ValveSoftware / steam-for-linux

Issue tracking for the Steam for Linux beta client
4.23k stars 174 forks source link

Precompiled shaders are pruned by nvidia driver, causing stutter from cold cache effects in games with excessive numbers of shaders #11392

Open ryao opened 1 day ago

ryao commented 1 day ago

Your system information

Please describe your issue in as much detail as possible:

A friend complained to me about Overwatch 2 suffering stutter from constant shader compilation with the nvidia driver, so I looked into it. It appears that the nvidia driver is pruning the shader cache, causing it to compile shaders ad infinitum during game sessions, which causes stutter.

If we launch Overwatch 2 withDXVK_HUD=compiler %command%, we can see when it compiles shaders, which is quite often.
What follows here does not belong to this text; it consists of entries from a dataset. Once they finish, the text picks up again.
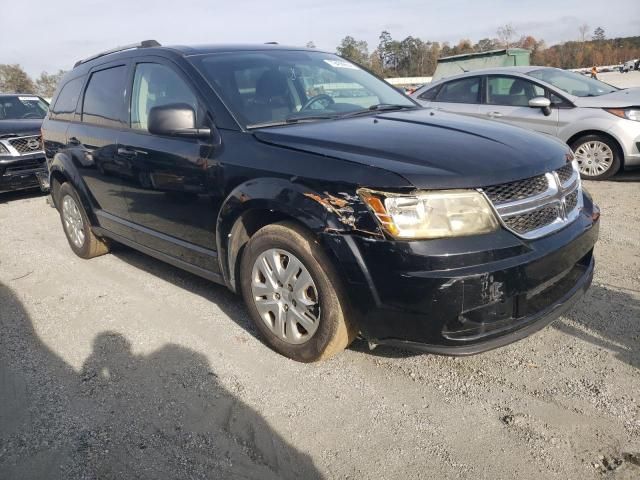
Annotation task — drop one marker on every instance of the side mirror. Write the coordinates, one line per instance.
(541, 102)
(175, 120)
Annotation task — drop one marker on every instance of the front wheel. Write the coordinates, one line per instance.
(598, 157)
(293, 295)
(76, 225)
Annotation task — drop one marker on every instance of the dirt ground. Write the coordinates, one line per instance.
(124, 367)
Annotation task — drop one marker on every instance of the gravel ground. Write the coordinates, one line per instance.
(124, 367)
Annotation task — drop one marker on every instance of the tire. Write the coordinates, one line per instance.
(76, 225)
(591, 151)
(329, 331)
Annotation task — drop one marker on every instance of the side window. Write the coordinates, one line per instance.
(104, 97)
(155, 85)
(430, 94)
(67, 100)
(464, 90)
(511, 91)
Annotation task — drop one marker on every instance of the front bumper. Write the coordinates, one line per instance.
(465, 295)
(24, 172)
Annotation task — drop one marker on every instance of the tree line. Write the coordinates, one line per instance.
(414, 57)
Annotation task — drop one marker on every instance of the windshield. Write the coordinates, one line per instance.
(281, 86)
(573, 83)
(22, 107)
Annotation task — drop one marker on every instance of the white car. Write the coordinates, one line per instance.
(600, 122)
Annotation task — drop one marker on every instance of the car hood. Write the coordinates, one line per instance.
(431, 149)
(628, 97)
(20, 127)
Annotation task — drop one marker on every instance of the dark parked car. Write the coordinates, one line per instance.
(22, 161)
(334, 216)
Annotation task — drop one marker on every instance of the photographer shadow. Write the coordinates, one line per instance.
(166, 414)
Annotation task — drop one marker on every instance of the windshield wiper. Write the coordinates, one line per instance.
(380, 107)
(292, 119)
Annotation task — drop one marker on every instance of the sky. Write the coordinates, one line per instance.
(48, 35)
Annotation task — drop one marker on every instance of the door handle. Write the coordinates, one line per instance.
(126, 152)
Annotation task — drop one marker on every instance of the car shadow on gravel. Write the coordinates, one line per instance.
(607, 317)
(7, 197)
(165, 414)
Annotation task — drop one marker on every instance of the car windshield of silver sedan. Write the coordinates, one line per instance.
(573, 83)
(268, 88)
(22, 107)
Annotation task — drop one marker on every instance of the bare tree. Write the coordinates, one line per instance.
(583, 29)
(505, 34)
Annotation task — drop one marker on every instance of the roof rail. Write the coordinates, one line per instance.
(143, 44)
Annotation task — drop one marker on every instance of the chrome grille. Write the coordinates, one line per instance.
(24, 145)
(527, 222)
(571, 201)
(519, 190)
(565, 173)
(540, 205)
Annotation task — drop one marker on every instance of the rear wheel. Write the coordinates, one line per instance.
(76, 225)
(293, 295)
(598, 157)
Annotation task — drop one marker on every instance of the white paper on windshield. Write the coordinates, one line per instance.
(341, 64)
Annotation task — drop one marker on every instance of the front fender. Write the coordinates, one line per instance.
(319, 211)
(62, 167)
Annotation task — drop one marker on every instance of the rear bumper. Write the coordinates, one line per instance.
(466, 295)
(18, 173)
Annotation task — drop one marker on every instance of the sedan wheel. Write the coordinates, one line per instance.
(285, 296)
(594, 158)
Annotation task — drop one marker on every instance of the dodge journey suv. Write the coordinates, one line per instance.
(335, 205)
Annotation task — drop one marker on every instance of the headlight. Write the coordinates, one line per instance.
(437, 214)
(628, 113)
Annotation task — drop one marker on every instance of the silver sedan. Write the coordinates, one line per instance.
(600, 122)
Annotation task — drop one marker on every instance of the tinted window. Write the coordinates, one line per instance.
(155, 85)
(464, 90)
(430, 94)
(511, 91)
(277, 86)
(21, 107)
(104, 97)
(67, 100)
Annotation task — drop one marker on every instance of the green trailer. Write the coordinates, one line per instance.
(506, 57)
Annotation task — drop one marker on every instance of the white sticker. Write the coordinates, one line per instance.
(341, 64)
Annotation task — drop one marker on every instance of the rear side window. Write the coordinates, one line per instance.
(67, 100)
(464, 90)
(430, 94)
(104, 97)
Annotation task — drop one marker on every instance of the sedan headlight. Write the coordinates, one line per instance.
(436, 214)
(628, 113)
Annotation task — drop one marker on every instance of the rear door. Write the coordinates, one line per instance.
(507, 100)
(92, 142)
(172, 195)
(461, 95)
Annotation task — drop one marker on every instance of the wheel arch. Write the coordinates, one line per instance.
(584, 133)
(257, 203)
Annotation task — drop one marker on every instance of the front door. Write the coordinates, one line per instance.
(171, 191)
(507, 100)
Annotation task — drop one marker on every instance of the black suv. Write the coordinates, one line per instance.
(22, 162)
(335, 204)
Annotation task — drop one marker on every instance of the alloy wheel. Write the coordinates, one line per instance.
(72, 219)
(285, 296)
(594, 158)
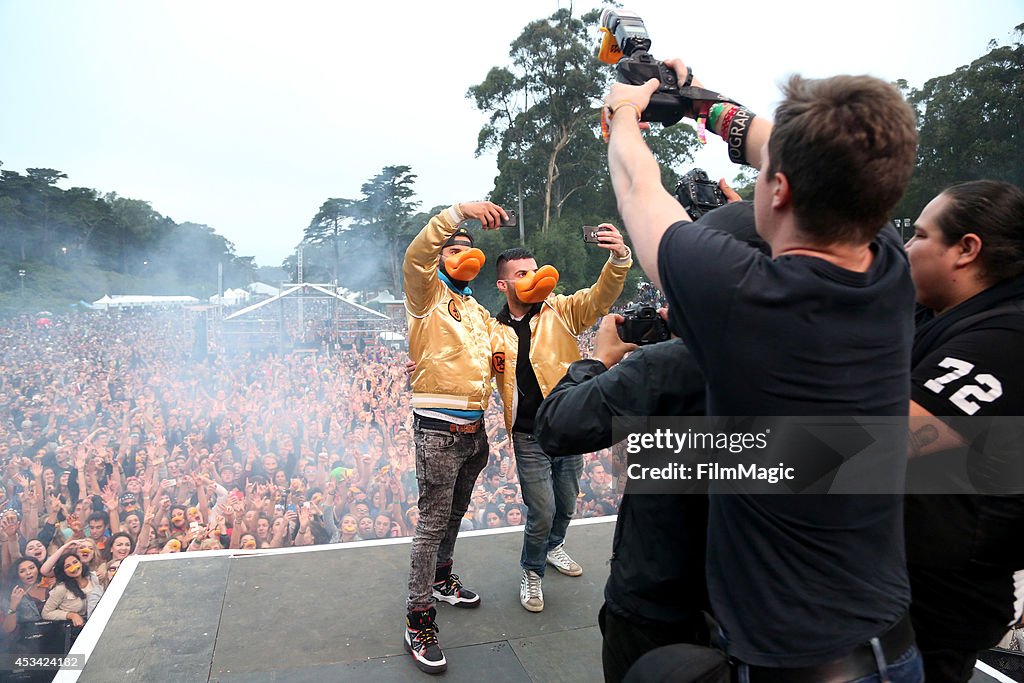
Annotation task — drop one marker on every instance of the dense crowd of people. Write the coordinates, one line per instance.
(114, 440)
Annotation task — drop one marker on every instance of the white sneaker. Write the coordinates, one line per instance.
(530, 594)
(559, 559)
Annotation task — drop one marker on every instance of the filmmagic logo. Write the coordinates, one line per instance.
(712, 472)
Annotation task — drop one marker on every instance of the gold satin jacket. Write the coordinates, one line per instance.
(449, 333)
(553, 334)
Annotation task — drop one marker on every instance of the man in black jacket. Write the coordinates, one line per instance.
(655, 593)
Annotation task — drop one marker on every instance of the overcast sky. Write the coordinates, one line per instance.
(247, 116)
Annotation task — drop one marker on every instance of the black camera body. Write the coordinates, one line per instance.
(635, 66)
(698, 194)
(642, 326)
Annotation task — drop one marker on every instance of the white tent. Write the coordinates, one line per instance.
(141, 301)
(262, 289)
(231, 297)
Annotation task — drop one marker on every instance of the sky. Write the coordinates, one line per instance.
(247, 116)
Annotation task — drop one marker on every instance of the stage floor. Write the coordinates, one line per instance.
(337, 613)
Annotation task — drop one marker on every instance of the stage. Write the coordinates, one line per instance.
(336, 612)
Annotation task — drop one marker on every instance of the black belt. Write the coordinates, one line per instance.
(858, 664)
(451, 427)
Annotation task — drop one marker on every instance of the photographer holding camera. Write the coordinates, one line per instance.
(655, 594)
(532, 346)
(805, 588)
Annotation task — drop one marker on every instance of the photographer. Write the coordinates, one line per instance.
(804, 587)
(532, 345)
(967, 259)
(655, 594)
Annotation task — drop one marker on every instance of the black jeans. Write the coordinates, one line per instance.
(624, 641)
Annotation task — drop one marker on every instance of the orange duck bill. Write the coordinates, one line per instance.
(535, 287)
(465, 265)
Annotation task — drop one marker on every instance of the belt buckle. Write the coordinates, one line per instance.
(471, 428)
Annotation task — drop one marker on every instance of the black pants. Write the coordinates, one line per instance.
(624, 641)
(948, 666)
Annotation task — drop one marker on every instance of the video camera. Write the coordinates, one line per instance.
(642, 326)
(698, 194)
(626, 45)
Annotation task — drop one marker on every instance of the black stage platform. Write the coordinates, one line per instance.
(337, 613)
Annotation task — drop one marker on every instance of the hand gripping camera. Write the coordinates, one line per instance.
(642, 326)
(626, 44)
(697, 194)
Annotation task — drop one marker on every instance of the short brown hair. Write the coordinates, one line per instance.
(847, 145)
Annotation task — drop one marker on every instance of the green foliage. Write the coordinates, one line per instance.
(75, 244)
(363, 241)
(743, 182)
(542, 117)
(544, 122)
(971, 125)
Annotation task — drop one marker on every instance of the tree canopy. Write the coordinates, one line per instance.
(971, 125)
(54, 230)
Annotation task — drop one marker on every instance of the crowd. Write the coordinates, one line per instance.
(114, 440)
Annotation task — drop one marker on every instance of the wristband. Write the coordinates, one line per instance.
(725, 120)
(619, 105)
(735, 135)
(607, 112)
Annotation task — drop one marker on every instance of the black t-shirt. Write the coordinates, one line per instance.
(963, 550)
(797, 581)
(528, 389)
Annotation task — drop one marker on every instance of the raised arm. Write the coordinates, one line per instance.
(647, 209)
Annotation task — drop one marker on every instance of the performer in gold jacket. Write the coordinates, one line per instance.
(449, 342)
(531, 347)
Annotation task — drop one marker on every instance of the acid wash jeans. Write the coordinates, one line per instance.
(446, 467)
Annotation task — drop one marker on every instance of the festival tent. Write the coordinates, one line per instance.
(141, 301)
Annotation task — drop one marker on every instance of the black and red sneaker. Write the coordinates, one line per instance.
(453, 592)
(421, 641)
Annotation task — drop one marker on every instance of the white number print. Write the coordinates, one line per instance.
(985, 387)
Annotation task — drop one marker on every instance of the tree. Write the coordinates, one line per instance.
(539, 108)
(544, 122)
(971, 125)
(369, 236)
(385, 209)
(327, 226)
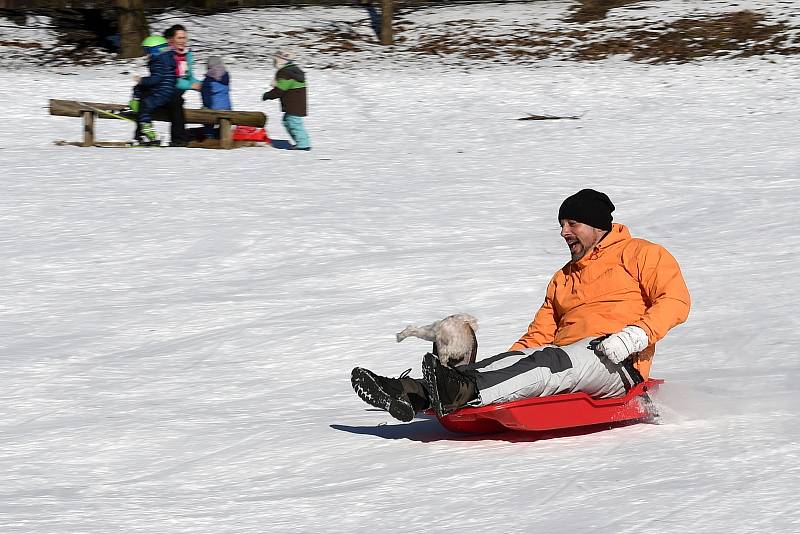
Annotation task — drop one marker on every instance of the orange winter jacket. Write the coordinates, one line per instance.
(622, 281)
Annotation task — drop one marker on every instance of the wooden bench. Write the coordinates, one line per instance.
(90, 111)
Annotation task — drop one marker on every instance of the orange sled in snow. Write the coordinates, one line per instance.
(568, 410)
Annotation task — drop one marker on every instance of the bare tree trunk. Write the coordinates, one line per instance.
(387, 12)
(133, 27)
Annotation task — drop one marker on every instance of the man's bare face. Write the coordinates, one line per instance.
(580, 237)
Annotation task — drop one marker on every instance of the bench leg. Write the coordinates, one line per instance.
(88, 128)
(225, 134)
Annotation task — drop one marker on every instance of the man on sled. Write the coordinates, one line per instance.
(596, 331)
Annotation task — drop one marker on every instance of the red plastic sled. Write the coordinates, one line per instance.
(556, 411)
(250, 133)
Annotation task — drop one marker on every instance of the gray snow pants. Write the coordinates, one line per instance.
(547, 370)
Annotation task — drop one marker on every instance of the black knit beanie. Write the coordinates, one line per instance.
(589, 207)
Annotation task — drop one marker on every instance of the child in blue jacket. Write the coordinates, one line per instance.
(156, 90)
(216, 92)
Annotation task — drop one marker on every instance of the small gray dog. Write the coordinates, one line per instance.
(454, 340)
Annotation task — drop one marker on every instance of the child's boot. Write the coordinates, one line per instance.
(149, 133)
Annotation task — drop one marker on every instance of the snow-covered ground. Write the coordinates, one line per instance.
(178, 326)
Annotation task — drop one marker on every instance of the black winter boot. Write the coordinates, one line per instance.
(449, 389)
(402, 397)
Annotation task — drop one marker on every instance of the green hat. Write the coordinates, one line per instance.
(153, 41)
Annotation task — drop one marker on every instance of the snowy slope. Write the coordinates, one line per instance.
(178, 326)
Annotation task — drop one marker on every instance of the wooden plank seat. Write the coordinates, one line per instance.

If we view CPU utilization on another screen (or by alt-tabbing) in htop or another tool, we can also see that CPU utilization is often pegged at 100%.

The nvidia driver historically limits the size of its shader cache to 128MB, but in the 460 driver, increased this to 1024MB:

https://www.nvidia.com/download/driverResults.aspx/167671/en-us/

Under the assumption that we were hitting the shader cache limit, I had my friend add __GL_SHADER_DISK_CACHE_SIZE=10737418240 to his launch options to increase his shader cache size to 10GB as per:

https://download.nvidia.com/XFree86/Linux-x86_64/550.127.05/README/openglenvvariables.html

After a 2 hour session, my friend reported to me that the excessive shader compilation had stopped and his shader cache was 5.7GB, which far exceeds the 1GB default limit.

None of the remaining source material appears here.